After the New York bomb incident, expect that attitude throughout the country, in Manhattan for certain reported AFP's Sebastian Smith on May 4 headlining "Police cameras to flood Manhattan to prevent attacks," saying:
"New York officials say they could stop attacks like (the Times Square one) by expanding a controversial surveillance system so sensitive that it will pick even suspicious behavior" without further explanation. Mayor Bloomberg supports a high-tech system, modeled after London's "ring of steel" in its financial district. The Lower Manhattan Security Initiative way exceeds traditional surveillance. It will constantly watch, collect license plate numbers, video pedestrians and drivers, as well as detect explosives and other weapons.

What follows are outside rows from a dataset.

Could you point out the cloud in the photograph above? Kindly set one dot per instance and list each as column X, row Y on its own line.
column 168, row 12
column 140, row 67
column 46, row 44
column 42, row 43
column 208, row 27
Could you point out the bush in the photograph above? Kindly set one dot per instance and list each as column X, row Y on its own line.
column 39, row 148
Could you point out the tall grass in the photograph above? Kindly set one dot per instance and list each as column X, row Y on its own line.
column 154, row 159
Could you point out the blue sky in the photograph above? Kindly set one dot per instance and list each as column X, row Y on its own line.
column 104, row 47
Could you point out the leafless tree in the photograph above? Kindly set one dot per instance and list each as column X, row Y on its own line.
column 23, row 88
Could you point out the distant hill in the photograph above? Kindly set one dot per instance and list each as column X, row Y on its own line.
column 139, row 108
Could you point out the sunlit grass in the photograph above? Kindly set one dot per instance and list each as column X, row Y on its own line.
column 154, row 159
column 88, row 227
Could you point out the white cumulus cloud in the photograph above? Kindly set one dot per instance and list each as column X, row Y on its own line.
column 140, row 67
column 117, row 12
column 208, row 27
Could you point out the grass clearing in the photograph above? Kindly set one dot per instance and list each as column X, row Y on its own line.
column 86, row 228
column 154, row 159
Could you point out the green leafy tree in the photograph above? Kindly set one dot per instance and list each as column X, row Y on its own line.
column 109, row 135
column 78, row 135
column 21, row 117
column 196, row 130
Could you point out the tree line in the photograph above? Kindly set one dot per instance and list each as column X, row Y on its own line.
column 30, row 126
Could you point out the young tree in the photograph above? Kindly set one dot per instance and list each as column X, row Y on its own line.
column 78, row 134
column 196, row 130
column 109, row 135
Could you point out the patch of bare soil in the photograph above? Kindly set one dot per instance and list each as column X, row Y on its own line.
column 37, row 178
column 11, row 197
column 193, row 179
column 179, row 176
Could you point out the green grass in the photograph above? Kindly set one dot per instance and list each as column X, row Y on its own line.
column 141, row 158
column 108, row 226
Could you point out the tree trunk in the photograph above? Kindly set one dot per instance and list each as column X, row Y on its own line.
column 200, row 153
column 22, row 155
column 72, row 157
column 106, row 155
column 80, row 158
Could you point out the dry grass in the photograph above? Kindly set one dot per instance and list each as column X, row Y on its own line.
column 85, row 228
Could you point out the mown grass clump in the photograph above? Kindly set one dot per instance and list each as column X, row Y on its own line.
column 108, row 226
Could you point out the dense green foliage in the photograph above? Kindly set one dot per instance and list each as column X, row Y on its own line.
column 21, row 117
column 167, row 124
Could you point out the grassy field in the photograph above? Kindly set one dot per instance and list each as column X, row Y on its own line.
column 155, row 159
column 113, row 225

A complementary system, called Operation Sentinel, will log every vehicle entering Manhattan by scanning license plates and checking for radiation.
Analytic software will analyze raw data in real time for fast results and follow-up. Alarms would signal unattended bags or a car circling a block more times than normal or operating unconventionally. It's a brave new world, a new level of privacy invasion and civil liberty intrusion, soon heading everywhere across America to a greater or lesser degree.
For the ACLU, it raises serious "privacy, speech, expression and association concerns. Troubling examples of that come from (NYPD) video archives."
Headlining "Ready.Fire.Aim!?," the ACLU highlights a growing video surveillance infrastructure with virtually no oversight or accountability, its proliferation impinging on civil liberties and personal freedom "in the most intimate, and most public, sense."